Now, five years later, she had returned.
In the courtyard beneath Som-Som’s balcony, Rawra Chin turned to face the pale yellow door, a resigned slump in her shoulders. She lifted one hand to knock, and there was a sudden dazzling scintillation that seemed to play about her fingers. It took Som-Som a moment to realise that Rawra Chin had chips of some reflective substance pasted to her nails. The afternoon was hushed, as if holding its breath while it listened, and the sound of Rawra Chin’s white knuckles upon the pale yellow wood was disproportionately loud.
Seated high above on her balcony, Som-Som found that she wanted desperately to call out, to warn Rawra Chin that it was a mistake to return to this place, that she should leave immediately. Silence, massive and absolute, surrounded her and would not permit her to make the smallest sound. She was embedded in silence, a tiny bubble of consciousness within an infinity of solid rock, mute and grey and endless. She struggled against it, willing her tongue to shape the vital words of warning, knowing as she did so that it was hopeless.
Below, someone unlocked the pale yellow door from inside and it creaked once, musically, as it opened. It was too late.
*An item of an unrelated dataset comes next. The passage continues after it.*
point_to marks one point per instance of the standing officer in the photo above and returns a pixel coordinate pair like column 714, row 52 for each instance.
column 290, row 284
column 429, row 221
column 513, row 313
Som-Som’s balcony was situated upon the third floor, the adjacent living area being one of four contained behind the violet door at the extreme left of the House Without Clocks’ concave front. Thus, as she sat upon her balcony and gazed down at Rawra Chin, she could not see who had opened the door. She supposed that it was Foral Yatt.
There was a surprisingly subdued exchange of words, following which the crimson-wrapped figure of the celebrated performer stepped inside the house and beyond Som-Som’s vision. The pale yellow door closed with a sound like something sucking its teeth.
After that, there was only silence. Som-Som remained seated upon her balcony staring down at the pale yellow door with mute anguish in her one visible eye while the sky gradually darkened behind her. Finally, when the moment of her urgent need for a voice was long past, she spoke.
‘I ran as fast as I could, but when I reached my mother’s house, the bird was already dead.’
Since the closing of the yellow door, no word had been spoken in the rooms that lay immediately behind it. Foral Yatt sat in a hard wooden chair beside the open fire, amber light flickering across one side of his lean face. Rawra Chin stood by the window, her vivid crimson darkening to a dull, scab-like burgundy against the failing light outside. Uncertain how best to gauge the distance that had arisen between them, she watched the play of firelight upon the velvet of his shaven skull until the absence of conversation was more than she could endure.